= Hal Boyle =

American newspaper journalist (1911–1974)

Harold Vincent "Hal" Boyle (July 24, 1911 – April 1, 1974) was a prolific, Pulitzer-prize-winning journalist for the Associated Press. During 30 years with the AP, Boyle wrote 7,680 columns. He is best known for his work as a war correspondent during World War II. He was consistently closer to the front lines in the European and Pacific theatres of operation than other correspondents. His column became a staple in over 700 newspapers. He is also the namesake of a prize given annually to reporters by the Oversees Press Club of America, for the best newspaper or wire service reporting from abroad.

==Background==
Boyle was born in Kansas City, Missouri, on July 24, 1911, the son of butcher Peter E. Boyle and his wife Margarit, an Irish immigrant farm girl.
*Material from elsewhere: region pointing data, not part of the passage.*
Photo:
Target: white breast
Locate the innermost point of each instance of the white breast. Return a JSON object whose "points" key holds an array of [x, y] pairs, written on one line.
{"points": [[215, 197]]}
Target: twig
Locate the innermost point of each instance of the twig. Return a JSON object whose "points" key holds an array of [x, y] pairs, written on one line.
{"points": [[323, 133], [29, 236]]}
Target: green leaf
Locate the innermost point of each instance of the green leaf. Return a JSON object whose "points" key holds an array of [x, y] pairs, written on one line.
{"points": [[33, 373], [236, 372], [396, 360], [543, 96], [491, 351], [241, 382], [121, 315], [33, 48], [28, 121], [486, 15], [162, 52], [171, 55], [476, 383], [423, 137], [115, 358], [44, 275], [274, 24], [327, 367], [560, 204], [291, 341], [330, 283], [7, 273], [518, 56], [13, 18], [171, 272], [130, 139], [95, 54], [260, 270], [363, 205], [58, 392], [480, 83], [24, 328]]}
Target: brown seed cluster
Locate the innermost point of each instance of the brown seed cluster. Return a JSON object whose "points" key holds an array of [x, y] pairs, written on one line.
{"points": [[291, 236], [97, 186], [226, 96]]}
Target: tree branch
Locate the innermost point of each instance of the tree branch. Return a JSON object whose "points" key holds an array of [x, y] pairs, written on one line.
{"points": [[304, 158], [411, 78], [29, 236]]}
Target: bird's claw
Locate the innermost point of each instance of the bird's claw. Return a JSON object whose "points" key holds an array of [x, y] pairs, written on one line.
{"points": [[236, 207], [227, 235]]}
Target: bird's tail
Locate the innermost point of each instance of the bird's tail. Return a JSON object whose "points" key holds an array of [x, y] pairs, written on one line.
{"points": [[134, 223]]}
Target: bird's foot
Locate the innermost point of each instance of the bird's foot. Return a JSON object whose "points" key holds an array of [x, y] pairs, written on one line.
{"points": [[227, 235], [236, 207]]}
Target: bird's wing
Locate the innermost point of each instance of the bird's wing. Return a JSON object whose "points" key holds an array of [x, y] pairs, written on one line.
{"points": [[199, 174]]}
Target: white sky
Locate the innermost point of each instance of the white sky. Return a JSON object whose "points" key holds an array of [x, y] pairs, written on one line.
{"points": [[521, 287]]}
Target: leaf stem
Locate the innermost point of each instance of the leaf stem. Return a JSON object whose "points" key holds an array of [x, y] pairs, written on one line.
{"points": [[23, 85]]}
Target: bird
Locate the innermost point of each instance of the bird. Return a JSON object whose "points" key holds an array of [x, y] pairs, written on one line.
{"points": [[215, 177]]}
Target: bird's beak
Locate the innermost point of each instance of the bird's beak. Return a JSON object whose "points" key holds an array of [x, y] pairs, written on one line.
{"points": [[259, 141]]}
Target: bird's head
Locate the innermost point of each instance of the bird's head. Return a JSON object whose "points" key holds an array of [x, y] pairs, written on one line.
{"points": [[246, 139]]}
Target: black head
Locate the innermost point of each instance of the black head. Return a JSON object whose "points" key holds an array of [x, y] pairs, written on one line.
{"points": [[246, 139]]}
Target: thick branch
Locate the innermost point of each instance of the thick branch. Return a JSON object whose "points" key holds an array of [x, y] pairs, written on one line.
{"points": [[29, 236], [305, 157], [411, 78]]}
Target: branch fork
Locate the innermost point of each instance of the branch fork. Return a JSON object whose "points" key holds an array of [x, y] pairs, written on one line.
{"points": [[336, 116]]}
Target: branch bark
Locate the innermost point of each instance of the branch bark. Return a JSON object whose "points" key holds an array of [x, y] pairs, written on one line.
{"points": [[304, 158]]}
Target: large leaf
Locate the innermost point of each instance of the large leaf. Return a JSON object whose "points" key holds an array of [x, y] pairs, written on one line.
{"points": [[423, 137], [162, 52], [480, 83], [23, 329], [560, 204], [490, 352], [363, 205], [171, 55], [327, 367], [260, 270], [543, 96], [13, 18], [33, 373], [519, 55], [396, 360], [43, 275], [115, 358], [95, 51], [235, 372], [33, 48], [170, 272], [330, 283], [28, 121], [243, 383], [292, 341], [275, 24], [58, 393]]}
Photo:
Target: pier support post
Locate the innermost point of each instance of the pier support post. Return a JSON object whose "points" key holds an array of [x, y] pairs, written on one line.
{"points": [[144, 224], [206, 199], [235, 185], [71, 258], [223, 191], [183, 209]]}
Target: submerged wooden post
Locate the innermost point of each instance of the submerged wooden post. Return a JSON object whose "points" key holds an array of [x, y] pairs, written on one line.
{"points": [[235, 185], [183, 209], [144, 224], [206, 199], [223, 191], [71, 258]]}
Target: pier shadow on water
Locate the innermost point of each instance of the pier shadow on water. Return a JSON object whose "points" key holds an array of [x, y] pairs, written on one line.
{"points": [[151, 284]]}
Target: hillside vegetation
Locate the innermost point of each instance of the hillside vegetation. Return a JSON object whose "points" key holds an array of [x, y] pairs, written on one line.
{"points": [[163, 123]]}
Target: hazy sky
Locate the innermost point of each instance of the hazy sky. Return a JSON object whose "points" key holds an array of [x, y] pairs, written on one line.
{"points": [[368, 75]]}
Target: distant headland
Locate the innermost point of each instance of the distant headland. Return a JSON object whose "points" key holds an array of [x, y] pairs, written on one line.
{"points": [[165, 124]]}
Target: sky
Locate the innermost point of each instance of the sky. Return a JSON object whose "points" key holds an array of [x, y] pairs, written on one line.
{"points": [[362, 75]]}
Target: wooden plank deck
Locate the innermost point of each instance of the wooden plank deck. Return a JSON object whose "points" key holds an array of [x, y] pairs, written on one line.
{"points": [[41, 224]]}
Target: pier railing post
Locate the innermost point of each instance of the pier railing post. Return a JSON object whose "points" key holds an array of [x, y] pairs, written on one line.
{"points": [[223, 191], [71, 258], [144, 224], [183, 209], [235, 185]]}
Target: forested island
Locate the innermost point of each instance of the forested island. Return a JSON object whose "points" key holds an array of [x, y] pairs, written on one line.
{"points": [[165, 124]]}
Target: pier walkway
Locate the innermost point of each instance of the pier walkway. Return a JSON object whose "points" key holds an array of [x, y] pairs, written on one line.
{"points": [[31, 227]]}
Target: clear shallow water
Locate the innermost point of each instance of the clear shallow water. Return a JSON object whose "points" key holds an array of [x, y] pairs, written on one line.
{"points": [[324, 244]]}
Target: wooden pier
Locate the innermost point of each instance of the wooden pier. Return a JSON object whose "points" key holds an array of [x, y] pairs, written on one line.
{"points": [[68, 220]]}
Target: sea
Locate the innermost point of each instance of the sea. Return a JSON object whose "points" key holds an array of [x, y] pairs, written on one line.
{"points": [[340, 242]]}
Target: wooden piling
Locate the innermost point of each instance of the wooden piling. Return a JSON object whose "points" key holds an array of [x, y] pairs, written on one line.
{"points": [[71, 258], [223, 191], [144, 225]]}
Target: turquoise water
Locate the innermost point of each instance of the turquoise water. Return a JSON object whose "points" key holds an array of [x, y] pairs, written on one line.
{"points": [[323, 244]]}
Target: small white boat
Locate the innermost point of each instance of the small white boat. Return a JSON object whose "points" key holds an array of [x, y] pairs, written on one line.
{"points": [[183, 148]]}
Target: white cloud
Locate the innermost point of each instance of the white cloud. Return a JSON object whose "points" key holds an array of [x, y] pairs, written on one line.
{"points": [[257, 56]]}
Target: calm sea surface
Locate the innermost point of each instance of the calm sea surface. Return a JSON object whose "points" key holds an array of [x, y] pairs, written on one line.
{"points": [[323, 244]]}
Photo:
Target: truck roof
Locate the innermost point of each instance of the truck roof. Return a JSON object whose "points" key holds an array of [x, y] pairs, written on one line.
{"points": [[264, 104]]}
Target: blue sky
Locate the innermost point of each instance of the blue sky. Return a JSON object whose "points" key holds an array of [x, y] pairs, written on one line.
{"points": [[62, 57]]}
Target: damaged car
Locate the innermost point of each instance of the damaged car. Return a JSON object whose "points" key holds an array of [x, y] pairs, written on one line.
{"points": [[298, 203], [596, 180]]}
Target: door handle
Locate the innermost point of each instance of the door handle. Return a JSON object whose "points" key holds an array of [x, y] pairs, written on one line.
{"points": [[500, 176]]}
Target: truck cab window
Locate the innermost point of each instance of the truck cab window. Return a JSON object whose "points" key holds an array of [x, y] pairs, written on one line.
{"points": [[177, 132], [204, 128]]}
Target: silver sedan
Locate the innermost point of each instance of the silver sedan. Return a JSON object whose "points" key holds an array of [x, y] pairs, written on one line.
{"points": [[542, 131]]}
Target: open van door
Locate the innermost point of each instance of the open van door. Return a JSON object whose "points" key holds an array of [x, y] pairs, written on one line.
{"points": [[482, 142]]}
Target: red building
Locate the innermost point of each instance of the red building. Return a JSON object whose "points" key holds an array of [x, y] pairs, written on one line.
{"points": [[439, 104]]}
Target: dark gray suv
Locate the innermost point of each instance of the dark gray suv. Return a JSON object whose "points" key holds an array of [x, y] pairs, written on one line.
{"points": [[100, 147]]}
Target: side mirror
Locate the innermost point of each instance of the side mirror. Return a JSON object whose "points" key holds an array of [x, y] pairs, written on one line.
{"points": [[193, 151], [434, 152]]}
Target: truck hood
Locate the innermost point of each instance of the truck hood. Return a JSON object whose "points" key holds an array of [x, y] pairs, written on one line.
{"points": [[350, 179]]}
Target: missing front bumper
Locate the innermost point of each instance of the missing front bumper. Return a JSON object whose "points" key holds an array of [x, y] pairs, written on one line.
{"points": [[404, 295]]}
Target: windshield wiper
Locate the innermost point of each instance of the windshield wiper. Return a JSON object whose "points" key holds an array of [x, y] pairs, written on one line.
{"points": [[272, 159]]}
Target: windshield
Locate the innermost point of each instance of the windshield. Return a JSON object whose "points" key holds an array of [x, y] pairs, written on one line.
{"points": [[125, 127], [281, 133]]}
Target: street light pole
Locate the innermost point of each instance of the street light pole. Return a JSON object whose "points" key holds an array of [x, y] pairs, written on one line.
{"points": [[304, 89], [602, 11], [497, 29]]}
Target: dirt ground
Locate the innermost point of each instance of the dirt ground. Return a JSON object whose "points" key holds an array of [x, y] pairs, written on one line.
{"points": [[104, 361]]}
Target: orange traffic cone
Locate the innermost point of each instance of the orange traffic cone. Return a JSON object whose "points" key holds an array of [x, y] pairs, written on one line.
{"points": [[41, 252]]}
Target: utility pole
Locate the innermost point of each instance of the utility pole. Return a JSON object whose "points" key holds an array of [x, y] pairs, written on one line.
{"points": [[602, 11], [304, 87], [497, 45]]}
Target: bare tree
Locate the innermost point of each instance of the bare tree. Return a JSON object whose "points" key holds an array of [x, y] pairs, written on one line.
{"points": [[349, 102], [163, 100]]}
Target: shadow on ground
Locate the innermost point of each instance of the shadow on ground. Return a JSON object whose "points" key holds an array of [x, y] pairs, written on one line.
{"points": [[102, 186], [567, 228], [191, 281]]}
He married Mary Francis Boyle in 1937.

Boyle began his newspaperwork as a copy boy in Kansas City's AP Bureau in 1928. After attending the Junior College of Kansas City, he studied journalism at the University of Missouri, graduating with distinction in 1932. After working in the AP's St. Louis bureau, he moved to New York in 1936. By the time the United States entered World War II, Boyle had become an assistant city editor with the AP.

==Journalism==

Boyle received the Pulitzer Prize on May 7, 1945, for his "distinguished correspondence" from the war during 1944. In 1951, the Veterans of Foreign Wars awarded him the Omar Bradley Award, given for the most distinguished contribution to national security, for his coverage of the Korean War.

Boyle portrayed himself in the 1945 film dramatization of Ernie Pyle's book, The Story of G.I. Joe.

In 1951, Boyle contributed a section to a Collier's Weekly special publication entitled Preview of the War We Do Not Want. Consistent with the book's purpose to depict the effects of a hypothetical future war with another nuclear power, Boyle's piece (entitled "Washington Under the Bomb") described, in the form of a news story, the aftermath of dropping one nuclear bomb on Washington D.C.

In 1969 the Associated Press published Help, Help! Another Day!: The World of Hal Boyle.

==Death and legacy==
Boyle died of a heart attack at his home in New York City on April 1, 1974. His death came four months after being diagnosed with "Lou Gehrig's disease" (amytrophic lateral sclerosis). He was buried in Kansas City.

In 1980, a selected set of his columns and articles were republished in The Best of Boyle.

The Hal Boyle Award has been awarded by the Overseas Press Club for "Best newspaper or news service reporting from abroad" since 1977.